The point is, as I put it in the subtitle of my chapter, the idea behind homeopathy is patently absurd. And, beyond anecdotes and a few positive trials (all of which have flaws), there’s no evidence it works. So the question is, why won’t it go away?
First, because anecdotes are very powerful. If someone’s had a positive experience of homeopathy, even if they are a skeptic they will still feel well-disposed towards it. That won’t change.
Second, it’s really hard to prove to everyone’s satisfaction that something so evasive and slippery is not really there at all.
Having said that, it seems to me that all of the good research is gradually eroding the case that homeopathy works. But it’s going to take time, money and a lot of courage to pursue that. Is it worth it? Probably not.
I say that after seeing Vilma Bharatan’s experience. Bharatan works as a botanist at the Natural History Museum. In 13 Things I look at some of her preliminary work: she is a homeopath but also a good scientist, and she’s trying to get to the bottom of things.
For her trouble, she has been hounded by sceptics who write angry letters to the NHM’s managers asking why a homeopath is allowed to work there. And, as her work continues, she will start to be hounded by the homeopaths too.
Why? Because her evidence is leading her towards the idea that the whole dilution thing is bunkum.
100 years ago one of the leading lights of homeopathy, a guy called Richard Hughes, started coming to the same conclusion. He also started to question the supportive “evidence” that other homeopaths were coming up with. Guess what happened to him? He was ostracised by the homeopathic community. No one talks about him today.
(By the way, the Quackometer has accused me of being too uncritical in my analysis of Bharatan’s work. That may be fair, but perhaps I’m biased by her sheer courage in even trying to go down this road.)
So I just think this is one of those cases where everyone, on every side “knows” they are right. You can add more evidence, but it will only be put to work if it can back up those preconceptions.
My last point is this: we waste a hell of a lot of energy on this when, as far as I can tell, it doesn’t matter that much. Most people are sensible, including my friends who swear that homeopathy works. They don’t use it when they think they might have something serious. And I don’t know of any GP who would recommend homeopathy for anything that had even the remote possibility of being a serious illness/condition. There might be a few people who risk their own lives using homeopathic anti-malarials, but that’s not an NHS concern, and people risk their lives with drugs and alcohol all the time. Humans are not rational beings, on the whole.
My pet theory is that homeopathy is a form of middle class rebellion (OK, the Queen uses it, so it’s not exclusively middle class. But I’d love to know how many truly working class homeopathic adherents there are). That Kent study found that less than 1 per cent of the PCT population use homeopathy services, and the majority of those people were in Royal Tunbridge Wells (which has one of the country’s biggest homeopathic pharmacies. I’ve been there. It’s extraordinary). So I suspect it’s the affluent’s way of kicking against the boring, predictable, rational and entirely explicable world that they live in. It makes them feel a little bit edgy and dangerous. They don’t smoke cannabis any more, and they don’t have the courage to take up their friend’s offer to join the local coven. Homeopathy is just crazy enough for them to feel they’ve still got that punkish attitude they had in their teens.

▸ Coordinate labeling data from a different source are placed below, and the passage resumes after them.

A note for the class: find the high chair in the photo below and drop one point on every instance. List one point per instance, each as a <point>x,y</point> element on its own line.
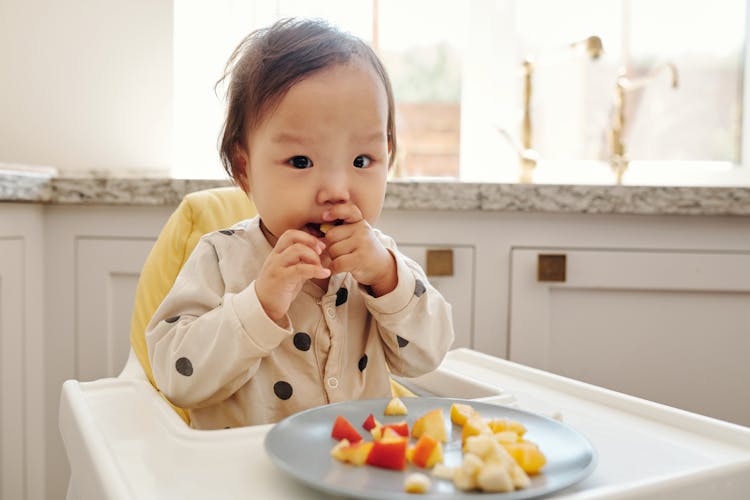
<point>199,213</point>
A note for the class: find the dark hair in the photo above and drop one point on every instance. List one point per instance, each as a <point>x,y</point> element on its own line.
<point>269,61</point>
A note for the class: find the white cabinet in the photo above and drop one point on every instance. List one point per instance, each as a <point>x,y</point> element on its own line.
<point>106,277</point>
<point>668,326</point>
<point>11,367</point>
<point>93,256</point>
<point>22,432</point>
<point>456,287</point>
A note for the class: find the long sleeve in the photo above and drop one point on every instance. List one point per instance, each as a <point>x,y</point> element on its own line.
<point>205,341</point>
<point>414,321</point>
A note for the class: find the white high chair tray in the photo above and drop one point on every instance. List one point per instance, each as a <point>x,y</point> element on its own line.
<point>123,441</point>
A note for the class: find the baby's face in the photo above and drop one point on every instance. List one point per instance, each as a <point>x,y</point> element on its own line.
<point>325,144</point>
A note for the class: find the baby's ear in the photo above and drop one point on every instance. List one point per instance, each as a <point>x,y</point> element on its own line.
<point>240,163</point>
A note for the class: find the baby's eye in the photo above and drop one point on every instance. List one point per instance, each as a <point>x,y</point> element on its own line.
<point>300,162</point>
<point>362,161</point>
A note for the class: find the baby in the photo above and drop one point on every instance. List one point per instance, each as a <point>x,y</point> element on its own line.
<point>274,315</point>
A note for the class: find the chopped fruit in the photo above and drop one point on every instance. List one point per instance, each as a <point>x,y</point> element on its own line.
<point>494,477</point>
<point>527,455</point>
<point>327,226</point>
<point>460,413</point>
<point>441,471</point>
<point>338,451</point>
<point>355,454</point>
<point>417,483</point>
<point>397,429</point>
<point>401,428</point>
<point>504,424</point>
<point>343,429</point>
<point>395,407</point>
<point>388,453</point>
<point>426,453</point>
<point>431,423</point>
<point>474,426</point>
<point>370,423</point>
<point>507,437</point>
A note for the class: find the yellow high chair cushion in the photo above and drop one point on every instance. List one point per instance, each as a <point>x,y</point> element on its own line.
<point>199,213</point>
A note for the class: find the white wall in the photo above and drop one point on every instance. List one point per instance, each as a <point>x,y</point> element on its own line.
<point>86,83</point>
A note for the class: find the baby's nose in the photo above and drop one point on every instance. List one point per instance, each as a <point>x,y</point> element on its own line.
<point>334,188</point>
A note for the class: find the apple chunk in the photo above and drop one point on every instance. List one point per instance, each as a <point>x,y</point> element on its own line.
<point>343,429</point>
<point>427,452</point>
<point>388,453</point>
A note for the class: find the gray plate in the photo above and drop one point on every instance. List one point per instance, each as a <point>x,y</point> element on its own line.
<point>301,446</point>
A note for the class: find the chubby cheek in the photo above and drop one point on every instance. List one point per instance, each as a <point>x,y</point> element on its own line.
<point>371,204</point>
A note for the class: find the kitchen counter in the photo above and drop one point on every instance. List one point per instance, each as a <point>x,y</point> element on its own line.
<point>102,189</point>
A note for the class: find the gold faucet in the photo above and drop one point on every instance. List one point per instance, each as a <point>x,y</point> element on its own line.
<point>618,159</point>
<point>527,156</point>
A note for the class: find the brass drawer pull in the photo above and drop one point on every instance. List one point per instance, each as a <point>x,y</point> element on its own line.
<point>551,267</point>
<point>440,262</point>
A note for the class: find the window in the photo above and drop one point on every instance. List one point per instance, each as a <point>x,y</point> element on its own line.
<point>456,68</point>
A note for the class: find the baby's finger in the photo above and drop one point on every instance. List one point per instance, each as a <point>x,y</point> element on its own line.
<point>298,252</point>
<point>309,271</point>
<point>295,236</point>
<point>347,212</point>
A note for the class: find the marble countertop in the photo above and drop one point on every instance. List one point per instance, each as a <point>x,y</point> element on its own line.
<point>97,189</point>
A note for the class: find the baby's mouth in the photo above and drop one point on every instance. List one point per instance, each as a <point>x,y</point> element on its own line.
<point>319,229</point>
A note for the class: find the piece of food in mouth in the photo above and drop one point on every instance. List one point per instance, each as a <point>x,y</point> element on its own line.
<point>395,407</point>
<point>327,226</point>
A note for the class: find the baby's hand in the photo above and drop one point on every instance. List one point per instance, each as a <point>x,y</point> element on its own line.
<point>294,259</point>
<point>354,248</point>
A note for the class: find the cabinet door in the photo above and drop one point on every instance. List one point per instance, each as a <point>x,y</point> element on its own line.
<point>12,379</point>
<point>672,327</point>
<point>107,271</point>
<point>455,287</point>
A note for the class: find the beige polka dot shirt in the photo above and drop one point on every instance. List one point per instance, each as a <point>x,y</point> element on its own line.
<point>214,351</point>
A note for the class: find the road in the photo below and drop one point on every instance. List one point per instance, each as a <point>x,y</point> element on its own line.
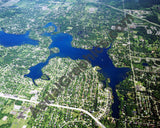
<point>8,96</point>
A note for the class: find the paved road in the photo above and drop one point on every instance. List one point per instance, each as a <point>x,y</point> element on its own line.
<point>8,96</point>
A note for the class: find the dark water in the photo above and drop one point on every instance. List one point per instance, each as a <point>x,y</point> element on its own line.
<point>10,40</point>
<point>63,42</point>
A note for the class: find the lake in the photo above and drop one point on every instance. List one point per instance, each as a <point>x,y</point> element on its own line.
<point>62,41</point>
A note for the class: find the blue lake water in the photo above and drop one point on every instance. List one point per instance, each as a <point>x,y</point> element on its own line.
<point>63,42</point>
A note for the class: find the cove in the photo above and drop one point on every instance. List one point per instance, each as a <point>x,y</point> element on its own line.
<point>10,40</point>
<point>62,41</point>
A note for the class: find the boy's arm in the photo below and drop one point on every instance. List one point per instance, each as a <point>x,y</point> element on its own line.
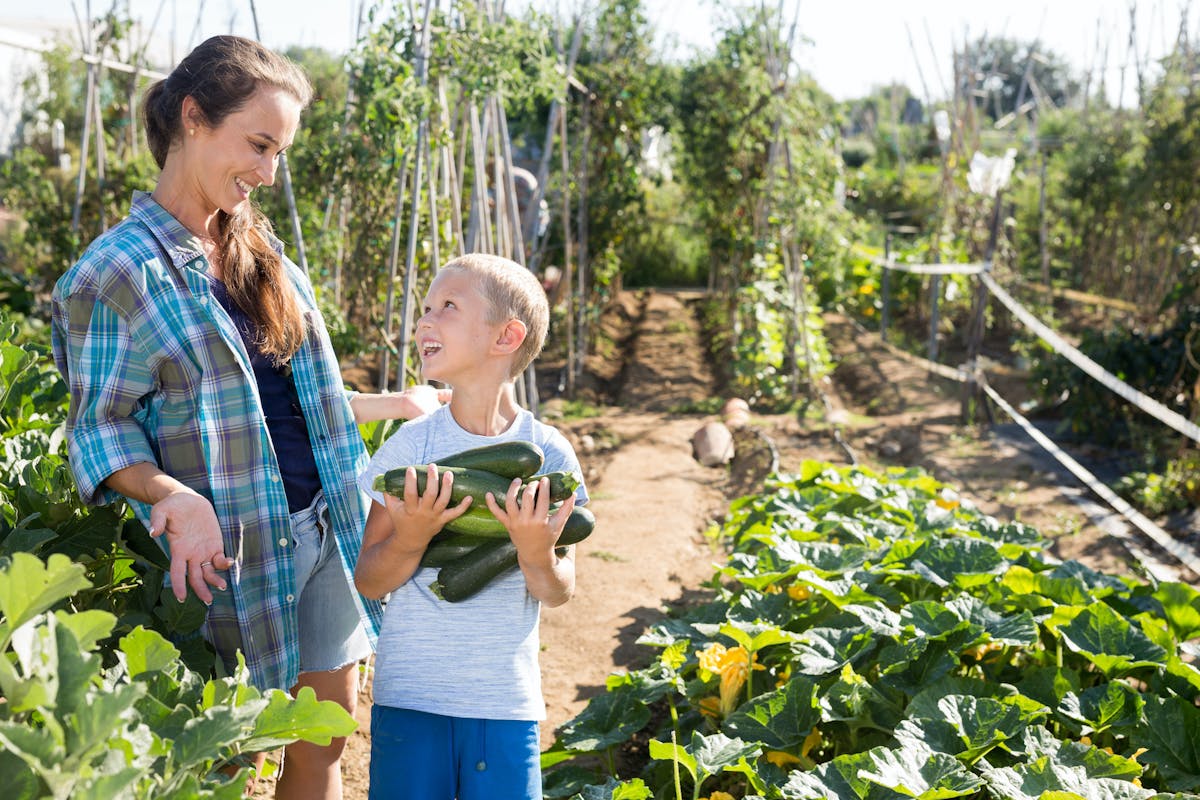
<point>396,535</point>
<point>549,577</point>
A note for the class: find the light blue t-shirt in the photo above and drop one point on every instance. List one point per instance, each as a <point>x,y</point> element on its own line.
<point>478,657</point>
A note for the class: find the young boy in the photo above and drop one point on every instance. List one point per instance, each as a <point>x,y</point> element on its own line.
<point>457,690</point>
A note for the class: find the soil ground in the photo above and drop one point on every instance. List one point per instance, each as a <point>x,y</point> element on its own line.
<point>653,500</point>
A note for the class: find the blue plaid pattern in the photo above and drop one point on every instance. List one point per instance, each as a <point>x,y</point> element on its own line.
<point>157,373</point>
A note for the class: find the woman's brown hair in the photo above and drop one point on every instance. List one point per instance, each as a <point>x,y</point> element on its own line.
<point>221,74</point>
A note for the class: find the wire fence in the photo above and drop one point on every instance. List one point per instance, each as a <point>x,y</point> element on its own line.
<point>972,373</point>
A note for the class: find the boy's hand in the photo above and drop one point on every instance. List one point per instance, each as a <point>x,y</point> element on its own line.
<point>527,516</point>
<point>419,517</point>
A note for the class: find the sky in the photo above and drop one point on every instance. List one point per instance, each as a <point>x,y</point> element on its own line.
<point>849,46</point>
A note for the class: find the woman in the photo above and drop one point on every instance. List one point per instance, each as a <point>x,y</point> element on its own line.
<point>205,391</point>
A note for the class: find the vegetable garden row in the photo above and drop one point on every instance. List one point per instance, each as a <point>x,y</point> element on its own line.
<point>874,636</point>
<point>871,635</point>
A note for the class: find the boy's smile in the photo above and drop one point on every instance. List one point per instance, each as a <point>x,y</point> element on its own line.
<point>453,335</point>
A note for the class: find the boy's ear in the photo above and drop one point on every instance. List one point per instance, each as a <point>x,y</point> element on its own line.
<point>511,336</point>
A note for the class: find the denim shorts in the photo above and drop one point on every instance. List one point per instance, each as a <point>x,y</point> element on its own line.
<point>331,633</point>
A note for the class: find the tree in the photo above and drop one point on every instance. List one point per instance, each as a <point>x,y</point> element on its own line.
<point>1009,73</point>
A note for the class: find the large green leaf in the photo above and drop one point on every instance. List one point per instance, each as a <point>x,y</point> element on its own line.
<point>29,587</point>
<point>147,651</point>
<point>1113,644</point>
<point>613,789</point>
<point>715,752</point>
<point>180,617</point>
<point>285,721</point>
<point>1170,733</point>
<point>88,535</point>
<point>607,720</point>
<point>779,720</point>
<point>755,636</point>
<point>670,751</point>
<point>1068,591</point>
<point>879,619</point>
<point>915,774</point>
<point>21,781</point>
<point>967,727</point>
<point>912,665</point>
<point>88,626</point>
<point>931,619</point>
<point>882,774</point>
<point>76,669</point>
<point>1099,708</point>
<point>205,737</point>
<point>957,560</point>
<point>1048,685</point>
<point>90,726</point>
<point>1181,607</point>
<point>1035,780</point>
<point>1007,627</point>
<point>925,703</point>
<point>39,747</point>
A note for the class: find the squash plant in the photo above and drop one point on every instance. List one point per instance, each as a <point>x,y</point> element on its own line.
<point>874,636</point>
<point>73,726</point>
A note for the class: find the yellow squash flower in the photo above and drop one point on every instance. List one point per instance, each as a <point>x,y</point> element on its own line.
<point>798,591</point>
<point>781,759</point>
<point>733,665</point>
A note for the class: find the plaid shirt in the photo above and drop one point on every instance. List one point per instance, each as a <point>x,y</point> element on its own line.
<point>159,373</point>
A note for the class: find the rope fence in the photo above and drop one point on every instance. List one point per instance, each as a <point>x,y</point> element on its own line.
<point>972,373</point>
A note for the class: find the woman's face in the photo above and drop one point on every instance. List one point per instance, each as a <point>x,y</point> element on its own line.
<point>227,162</point>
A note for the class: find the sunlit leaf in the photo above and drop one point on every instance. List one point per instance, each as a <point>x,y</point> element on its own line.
<point>29,587</point>
<point>609,719</point>
<point>913,774</point>
<point>778,720</point>
<point>1099,708</point>
<point>286,720</point>
<point>1110,642</point>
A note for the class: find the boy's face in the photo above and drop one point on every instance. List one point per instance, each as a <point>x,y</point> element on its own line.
<point>453,335</point>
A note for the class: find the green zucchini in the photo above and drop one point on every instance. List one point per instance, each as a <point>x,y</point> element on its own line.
<point>473,482</point>
<point>469,573</point>
<point>442,553</point>
<point>508,458</point>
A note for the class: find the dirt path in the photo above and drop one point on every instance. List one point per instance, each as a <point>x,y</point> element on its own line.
<point>653,501</point>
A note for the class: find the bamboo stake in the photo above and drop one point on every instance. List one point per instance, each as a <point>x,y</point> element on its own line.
<point>101,150</point>
<point>88,110</point>
<point>568,292</point>
<point>513,208</point>
<point>581,263</point>
<point>423,72</point>
<point>393,268</point>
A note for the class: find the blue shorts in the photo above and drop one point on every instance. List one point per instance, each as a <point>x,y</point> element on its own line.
<point>331,635</point>
<point>435,757</point>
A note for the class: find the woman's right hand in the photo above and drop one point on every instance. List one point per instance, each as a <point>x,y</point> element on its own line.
<point>197,549</point>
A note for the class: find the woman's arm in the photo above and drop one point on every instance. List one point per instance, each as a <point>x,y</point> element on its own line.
<point>187,519</point>
<point>408,404</point>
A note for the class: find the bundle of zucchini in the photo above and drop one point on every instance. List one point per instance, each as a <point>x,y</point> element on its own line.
<point>474,549</point>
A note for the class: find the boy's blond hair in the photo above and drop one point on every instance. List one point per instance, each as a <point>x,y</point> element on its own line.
<point>511,292</point>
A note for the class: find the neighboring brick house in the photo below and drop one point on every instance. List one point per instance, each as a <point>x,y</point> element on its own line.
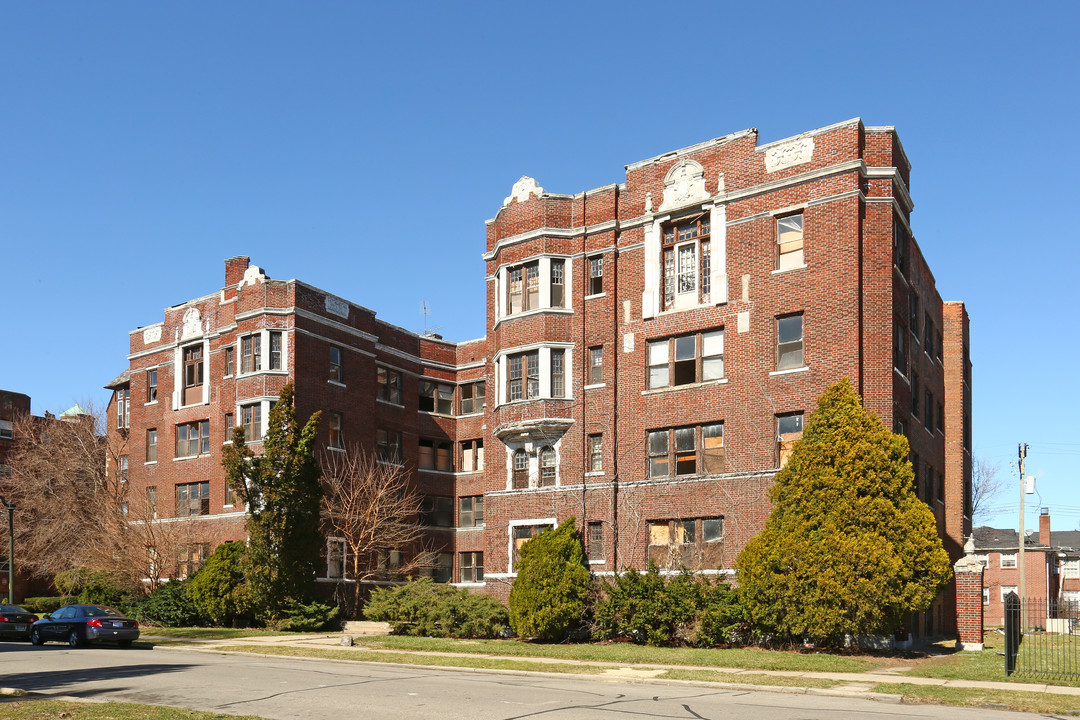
<point>651,352</point>
<point>1051,566</point>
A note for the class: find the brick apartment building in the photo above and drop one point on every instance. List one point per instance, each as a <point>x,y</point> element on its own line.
<point>1051,567</point>
<point>652,349</point>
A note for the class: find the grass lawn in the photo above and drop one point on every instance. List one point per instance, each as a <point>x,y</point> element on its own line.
<point>999,700</point>
<point>629,653</point>
<point>53,709</point>
<point>211,633</point>
<point>982,665</point>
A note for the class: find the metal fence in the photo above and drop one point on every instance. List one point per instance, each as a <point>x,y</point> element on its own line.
<point>1042,638</point>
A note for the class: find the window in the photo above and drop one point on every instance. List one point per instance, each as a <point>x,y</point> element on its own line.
<point>686,259</point>
<point>595,274</point>
<point>337,439</point>
<point>595,541</point>
<point>900,345</point>
<point>686,360</point>
<point>471,512</point>
<point>335,557</point>
<point>693,543</point>
<point>523,533</point>
<point>436,511</point>
<point>472,397</point>
<point>788,431</point>
<point>557,270</point>
<point>436,454</point>
<point>251,353</point>
<point>547,466</point>
<point>192,499</point>
<point>521,472</point>
<point>390,385</point>
<point>275,350</point>
<point>336,369</point>
<point>389,446</point>
<point>790,242</point>
<point>557,374</point>
<point>790,342</point>
<point>192,438</point>
<point>436,397</point>
<point>472,567</point>
<point>192,375</point>
<point>252,416</point>
<point>190,558</point>
<point>595,365</point>
<point>523,376</point>
<point>595,453</point>
<point>123,408</point>
<point>472,456</point>
<point>689,450</point>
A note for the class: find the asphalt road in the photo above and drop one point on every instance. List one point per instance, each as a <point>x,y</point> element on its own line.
<point>288,689</point>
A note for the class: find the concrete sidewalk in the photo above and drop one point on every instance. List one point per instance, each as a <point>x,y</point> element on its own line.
<point>856,683</point>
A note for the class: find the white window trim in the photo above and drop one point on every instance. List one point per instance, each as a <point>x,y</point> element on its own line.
<point>551,521</point>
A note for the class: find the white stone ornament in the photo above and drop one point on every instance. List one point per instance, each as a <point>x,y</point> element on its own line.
<point>796,152</point>
<point>523,189</point>
<point>192,323</point>
<point>685,184</point>
<point>337,307</point>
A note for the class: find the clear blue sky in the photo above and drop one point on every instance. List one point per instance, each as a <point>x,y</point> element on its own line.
<point>360,147</point>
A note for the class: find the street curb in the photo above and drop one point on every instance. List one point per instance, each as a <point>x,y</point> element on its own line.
<point>784,690</point>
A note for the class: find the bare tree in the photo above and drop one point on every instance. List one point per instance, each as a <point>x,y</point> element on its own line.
<point>373,507</point>
<point>986,488</point>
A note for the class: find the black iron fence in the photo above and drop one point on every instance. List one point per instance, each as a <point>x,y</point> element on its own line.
<point>1042,638</point>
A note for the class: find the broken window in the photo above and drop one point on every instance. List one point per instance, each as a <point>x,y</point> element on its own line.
<point>691,543</point>
<point>788,431</point>
<point>686,360</point>
<point>790,242</point>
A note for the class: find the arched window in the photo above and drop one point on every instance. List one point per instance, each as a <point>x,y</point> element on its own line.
<point>548,466</point>
<point>521,477</point>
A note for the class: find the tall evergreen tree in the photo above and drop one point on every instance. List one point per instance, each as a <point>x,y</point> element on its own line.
<point>283,494</point>
<point>848,548</point>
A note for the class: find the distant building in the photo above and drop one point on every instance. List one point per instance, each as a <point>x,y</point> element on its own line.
<point>1051,566</point>
<point>652,350</point>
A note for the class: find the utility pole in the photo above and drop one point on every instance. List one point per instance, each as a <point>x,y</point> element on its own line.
<point>11,549</point>
<point>1020,559</point>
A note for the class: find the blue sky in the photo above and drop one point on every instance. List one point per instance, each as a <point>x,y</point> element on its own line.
<point>360,147</point>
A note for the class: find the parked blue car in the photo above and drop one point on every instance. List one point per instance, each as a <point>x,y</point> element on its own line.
<point>81,624</point>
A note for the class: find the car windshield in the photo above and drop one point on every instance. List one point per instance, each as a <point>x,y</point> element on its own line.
<point>99,611</point>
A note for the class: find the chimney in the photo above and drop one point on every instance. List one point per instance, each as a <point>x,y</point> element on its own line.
<point>234,270</point>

But that’s not really the point of this post. Pet theories aside, I’m hoping this post will go some way to letting people know where I stand. I understand the confusion. The review of my book in Physics World was the only place that noted my dilemma over homeopathy: “about half of the people criticizing his book thought he’d been horribly unkind to homeopathy, while the other half savaged him for not being unkind enough.” You can’t please everyone. Sometimes you please no one. I get it. Do I think homeopathy should be available on the NHS? No, I don’t. Not any more. OK?